Quitting is, in some ways, the sad resort of an individualized working class. Unorganized, you can quit. But the institutional changes needed—from stronger labor protections to child care policies—await better contracts or legislative victories. Consider the 1970s, a decade often derided as the death knell of worker solidarity. In her book Knocking on Labor’s Door, former union organizer and academic Lane Windham explored how an “individual rights consciousness,” birthed from civil rights–era organizing, led an ignored working class—often young Black women—to take action. Yet it did not have the impact of the strike wave of the 1940s because the legal, economic, and social conditions under which it unfolded had changed. Part of the shift was that employers, many in the South, increased resistance: Illegal firings “more than doubled” in the 1970s and ’80s, Windham noted. So workers who were trying to unionize were also losing. That’s one reason why the era often gets misremembered as the time when labor lost its way; the more complicated reality is that there were worker revolts—a lot of them, in fact—but their efforts were blocked and dismissed, which obscured the fight and power of the labor movement for decades.

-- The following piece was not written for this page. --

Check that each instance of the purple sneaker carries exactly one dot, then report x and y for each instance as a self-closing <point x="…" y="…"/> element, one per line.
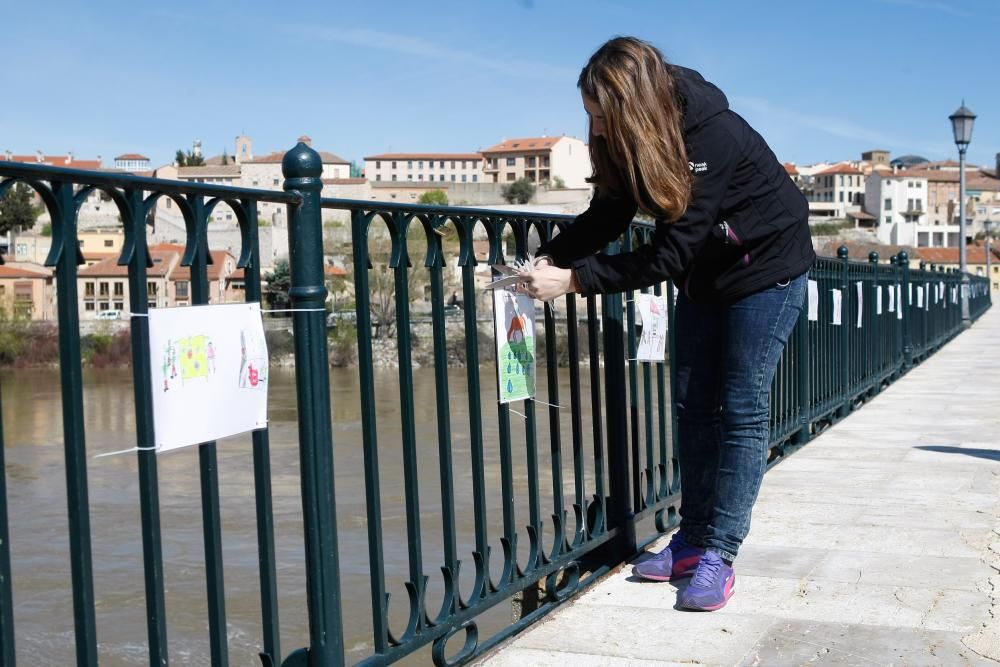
<point x="712" y="584"/>
<point x="678" y="559"/>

We risk something similar now: an overhyping of quitting as revolution, and underplaying its ability to show workers’ agency. If you read enough quitting stories, you’ll find how that individual decision—well, this isn’t worth it—came about because of a unique confluence of recent events and policies that allowed workers, for once, to imagine a better way. We should be skeptical about just how much lasting change will come from the actions we’re seeing today, but also keenly aware that some things have already changed—and that workers, in some sort of crazy-quilt general strike, did fight back.
In either case, we know to prepare for a backlash. In 1947, after the wave of postwar strikes, Republicans won Congress for the first time since the Great Depression. One of their first moves was to implement a semi-prohibition on labor actions: the Taft-Hartley Act. It ushered in our era of so-called right-to-work laws, bans on sympathy strikes, and firms being able to push anti-union propaganda on their workers in the name of “free speech.” That law is still at the core of what’s suppressing labor today. And, in some ways, it set the groundwork for the past two years: Quitting is one of the few actions many have left.
Studs Terkel once wrote that work stories are “about violence—to the spirit as well as to the body.” So yes, perhaps this moment will end in backlash akin to Taft-­Hartley. We’ve already seen hysteria from moderate Democrats and Republicans over inflation—and calls to halt the economic policies that enabled quitting in the first place. But maybe—hopefully—there’s still another way, another future in which workers’ wages will continue to increase and they will win vital institutional reforms. Either way, it is worth remembering when workers cheered each other walking off their jobs, and how their stories offer glimpses into capitalism’s banal injuries. It was an atomized insurgence, but there was a togetherness in the way it added up. It was the Big Quit.